Study Assessing the Efficacy and Safety of Alpelisib Plus Fulvestrant or Letrozole, Based on Prior Endocrine Therapy, in Patients With PIK3CA Mutant, HR+, HER2- Advanced Breast Cancer Who Have Progressed on or After Prior Treatments

NCT03056755 | Completed Phase 2 Results FDA Drug

• 2 other identifiers: CBYL719X24022023-509167-24-00
• Study Type: interventional
• Target: 383
• Locations: 19 countries
• Sites: 94

Brief Summary

This was a Phase II, multicenter, open-label, three-cohort, non-comparative study of alpelisib plus endocrine therapy (either fulvestrant or letrozole) in subjects (pre- and post-menopausal women and men) with HR-positive, HER2-negative aBC harboring PIK3CA mutation(s) in the tumor, whose disease had progressed on or after prior treatments.

Conditions

Breast Cancer

Keywords

advanced breast cancer; PIK3CA; CDK 4/6 inhibitor; fulvestrant; letrozole; HR+; HER2-negative; post menopausal; pre-menopausal; aromatase inhibitor; endocrine treatment; AI; ET

Outcome Measures

Primary Outcomes (1)

• Core Phase: Percentage of Participants Who Were Alive Without Disease Progression at 6 Months

  Percentage of participants who were alive without disease progression at 6-month follow-up based on local investigator assessment per RECIST v1.1 in Cohort A, Cohort B and Cohort C. Participants who progressed, died, or discontinued study before 6 months were counted as a failure.

  At 6 months

Secondary Outcomes (7)

• Core Phase: Progression Free Survival (PFS)

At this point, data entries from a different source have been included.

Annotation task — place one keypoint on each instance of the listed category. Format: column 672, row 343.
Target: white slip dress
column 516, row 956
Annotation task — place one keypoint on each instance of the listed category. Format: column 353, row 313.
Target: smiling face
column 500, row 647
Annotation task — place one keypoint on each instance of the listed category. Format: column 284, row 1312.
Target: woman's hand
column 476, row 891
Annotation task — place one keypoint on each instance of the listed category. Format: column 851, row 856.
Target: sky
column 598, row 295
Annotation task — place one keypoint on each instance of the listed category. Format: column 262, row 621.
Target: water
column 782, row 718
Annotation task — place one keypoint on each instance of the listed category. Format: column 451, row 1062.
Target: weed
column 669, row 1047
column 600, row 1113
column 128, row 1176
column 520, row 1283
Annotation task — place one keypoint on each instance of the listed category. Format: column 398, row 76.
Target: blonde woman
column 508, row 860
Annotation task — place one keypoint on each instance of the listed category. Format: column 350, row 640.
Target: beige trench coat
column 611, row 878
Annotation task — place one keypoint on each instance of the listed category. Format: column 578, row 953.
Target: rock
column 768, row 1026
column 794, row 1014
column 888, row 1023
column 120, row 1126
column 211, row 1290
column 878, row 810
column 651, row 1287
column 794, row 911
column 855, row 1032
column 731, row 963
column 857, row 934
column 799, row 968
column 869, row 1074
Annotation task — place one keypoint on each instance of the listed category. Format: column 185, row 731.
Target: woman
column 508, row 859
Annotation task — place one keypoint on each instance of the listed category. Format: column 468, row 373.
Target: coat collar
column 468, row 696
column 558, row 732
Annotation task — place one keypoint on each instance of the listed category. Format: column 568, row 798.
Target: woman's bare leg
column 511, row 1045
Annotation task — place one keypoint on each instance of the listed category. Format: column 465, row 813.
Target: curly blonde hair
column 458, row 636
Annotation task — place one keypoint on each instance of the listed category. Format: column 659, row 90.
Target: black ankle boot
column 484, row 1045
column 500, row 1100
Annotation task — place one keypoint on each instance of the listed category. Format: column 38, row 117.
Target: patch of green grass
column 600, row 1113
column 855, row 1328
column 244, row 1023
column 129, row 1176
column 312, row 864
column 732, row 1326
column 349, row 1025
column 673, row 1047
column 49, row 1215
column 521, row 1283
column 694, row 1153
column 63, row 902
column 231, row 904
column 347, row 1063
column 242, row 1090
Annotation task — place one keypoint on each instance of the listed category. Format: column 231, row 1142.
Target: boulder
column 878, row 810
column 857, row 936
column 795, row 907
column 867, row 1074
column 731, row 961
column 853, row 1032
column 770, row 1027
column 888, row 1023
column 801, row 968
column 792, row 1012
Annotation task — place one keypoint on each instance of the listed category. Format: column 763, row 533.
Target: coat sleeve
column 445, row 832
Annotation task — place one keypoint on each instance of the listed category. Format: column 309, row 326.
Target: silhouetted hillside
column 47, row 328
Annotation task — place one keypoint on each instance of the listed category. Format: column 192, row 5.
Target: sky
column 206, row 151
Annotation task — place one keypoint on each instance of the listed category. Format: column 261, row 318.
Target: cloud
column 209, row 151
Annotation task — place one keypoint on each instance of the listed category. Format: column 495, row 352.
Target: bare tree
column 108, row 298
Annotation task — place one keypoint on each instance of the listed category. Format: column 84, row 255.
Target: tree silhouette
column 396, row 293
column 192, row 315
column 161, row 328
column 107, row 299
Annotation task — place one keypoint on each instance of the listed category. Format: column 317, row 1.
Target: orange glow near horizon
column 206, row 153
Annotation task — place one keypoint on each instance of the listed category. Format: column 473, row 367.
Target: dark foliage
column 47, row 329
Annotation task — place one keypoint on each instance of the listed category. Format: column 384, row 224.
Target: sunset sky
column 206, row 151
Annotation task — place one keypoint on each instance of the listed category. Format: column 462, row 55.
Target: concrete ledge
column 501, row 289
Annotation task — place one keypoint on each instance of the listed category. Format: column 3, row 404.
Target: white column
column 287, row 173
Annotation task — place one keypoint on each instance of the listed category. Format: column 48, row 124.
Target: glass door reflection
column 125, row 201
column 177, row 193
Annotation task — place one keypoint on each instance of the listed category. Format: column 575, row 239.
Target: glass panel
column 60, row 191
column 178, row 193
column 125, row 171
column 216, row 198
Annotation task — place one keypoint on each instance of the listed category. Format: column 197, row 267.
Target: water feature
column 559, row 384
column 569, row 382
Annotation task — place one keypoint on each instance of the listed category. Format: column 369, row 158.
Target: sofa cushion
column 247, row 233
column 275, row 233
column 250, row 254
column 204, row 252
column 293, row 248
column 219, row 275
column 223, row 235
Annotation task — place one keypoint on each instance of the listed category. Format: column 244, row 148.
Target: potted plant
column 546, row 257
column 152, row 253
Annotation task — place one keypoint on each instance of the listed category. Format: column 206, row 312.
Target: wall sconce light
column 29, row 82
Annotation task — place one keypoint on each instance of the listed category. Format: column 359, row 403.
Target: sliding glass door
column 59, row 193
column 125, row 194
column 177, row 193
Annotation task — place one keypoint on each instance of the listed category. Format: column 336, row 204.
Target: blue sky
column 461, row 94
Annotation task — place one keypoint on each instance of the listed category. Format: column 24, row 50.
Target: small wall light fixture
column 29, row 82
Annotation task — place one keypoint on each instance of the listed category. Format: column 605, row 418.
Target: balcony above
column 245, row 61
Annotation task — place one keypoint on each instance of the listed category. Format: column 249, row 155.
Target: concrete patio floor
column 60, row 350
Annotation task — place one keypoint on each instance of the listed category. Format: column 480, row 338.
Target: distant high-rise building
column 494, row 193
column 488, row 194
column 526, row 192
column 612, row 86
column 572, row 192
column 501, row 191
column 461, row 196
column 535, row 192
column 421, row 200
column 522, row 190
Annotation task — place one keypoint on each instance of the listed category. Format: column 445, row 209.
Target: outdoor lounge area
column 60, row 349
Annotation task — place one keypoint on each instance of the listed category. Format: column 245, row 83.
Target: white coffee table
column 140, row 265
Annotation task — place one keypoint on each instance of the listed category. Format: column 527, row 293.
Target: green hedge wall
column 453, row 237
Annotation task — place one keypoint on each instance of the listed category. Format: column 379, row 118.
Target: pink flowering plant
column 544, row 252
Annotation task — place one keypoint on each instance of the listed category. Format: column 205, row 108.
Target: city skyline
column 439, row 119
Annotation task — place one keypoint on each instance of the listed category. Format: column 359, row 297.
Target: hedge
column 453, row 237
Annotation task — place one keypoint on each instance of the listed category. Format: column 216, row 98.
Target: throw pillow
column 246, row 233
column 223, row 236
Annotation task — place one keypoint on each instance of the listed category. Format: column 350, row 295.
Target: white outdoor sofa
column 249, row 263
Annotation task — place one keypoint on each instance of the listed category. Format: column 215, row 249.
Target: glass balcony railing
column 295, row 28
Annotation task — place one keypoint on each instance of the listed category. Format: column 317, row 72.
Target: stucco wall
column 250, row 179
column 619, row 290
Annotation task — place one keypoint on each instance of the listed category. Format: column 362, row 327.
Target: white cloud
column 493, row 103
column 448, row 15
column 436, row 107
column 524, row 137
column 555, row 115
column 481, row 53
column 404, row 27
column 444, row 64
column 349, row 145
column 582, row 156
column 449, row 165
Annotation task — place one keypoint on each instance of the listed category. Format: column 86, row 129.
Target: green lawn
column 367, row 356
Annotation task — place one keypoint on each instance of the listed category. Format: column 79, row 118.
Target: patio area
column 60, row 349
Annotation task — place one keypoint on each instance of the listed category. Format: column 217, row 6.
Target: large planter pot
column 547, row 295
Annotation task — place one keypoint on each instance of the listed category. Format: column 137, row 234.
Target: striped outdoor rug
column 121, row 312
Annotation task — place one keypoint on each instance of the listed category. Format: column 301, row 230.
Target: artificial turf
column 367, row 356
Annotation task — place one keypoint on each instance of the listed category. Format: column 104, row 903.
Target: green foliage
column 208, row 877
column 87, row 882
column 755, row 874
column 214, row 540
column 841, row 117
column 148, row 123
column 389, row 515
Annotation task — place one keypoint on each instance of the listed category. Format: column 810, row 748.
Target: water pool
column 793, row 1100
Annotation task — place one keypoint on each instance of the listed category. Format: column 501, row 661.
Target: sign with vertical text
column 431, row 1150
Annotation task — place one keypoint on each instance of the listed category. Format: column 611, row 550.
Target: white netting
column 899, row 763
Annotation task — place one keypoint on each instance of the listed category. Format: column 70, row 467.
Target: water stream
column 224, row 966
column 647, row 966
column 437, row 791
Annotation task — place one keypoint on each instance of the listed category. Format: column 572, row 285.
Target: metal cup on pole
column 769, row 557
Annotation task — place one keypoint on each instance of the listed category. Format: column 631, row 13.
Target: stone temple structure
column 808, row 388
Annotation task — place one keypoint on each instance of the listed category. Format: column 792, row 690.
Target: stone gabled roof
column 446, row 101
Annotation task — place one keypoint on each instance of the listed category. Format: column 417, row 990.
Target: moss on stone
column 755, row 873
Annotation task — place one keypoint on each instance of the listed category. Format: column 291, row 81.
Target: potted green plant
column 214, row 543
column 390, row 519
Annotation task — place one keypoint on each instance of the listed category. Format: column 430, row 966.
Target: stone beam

  From date of first dose to date of first documented progression or death, up to 46 months

• Core Phase: Progression Free Survival on Next Line Treatment (PFS2)

  From date of first dose to date of first documented progression on next-line therapy or death, up to approximately 55 months

• Core Phase: Overall Response Rate (ORR)

  Up to 46 months

• Core Phase: Clinical Benefit Rate (CBR)

  Up to 46 months

• Core Phase: Duration of Response (DOR)

  From date of first documented response to first documented progression or death, up to 33.3 months

Study Arms (3)

Cohort A: Pre-treated with CDK 4/6i + AI

EXPERIMENTAL

Participants who received any Cyclin-Dependent Kinases 4 and 6 inhibitor (CDK 4/6i) plus aromatase inhibitor (AI) as immediate prior treatment will receive alpelisib + fulvestrant

Drug: Alpelisib; Drug: Fulvestrant; Drug: Goserelin; Drug: Leuprolide

Cohort B: Pre-treated with CDK 4/6i + fulvestrant

EXPERIMENTAL

Patients who received any CDK 4/6i plus fulvestrant as immediate prior treatment will receive alpelisib + letrozole

Drug: Alpelisib; Drug: Letrozole; Drug: Goserelin; Drug: Leuprolide

Cohort C: Pre-treated with systemic chemotherapy or ET

EXPERIMENTAL

Participants who received systemic chemotherapy or endocrine therapy (ET) (as monotherapy or in combination with targeted treatment except CDK 4/6i + AI) as immediate prior treatment will receive alpelisib + fulvestrant.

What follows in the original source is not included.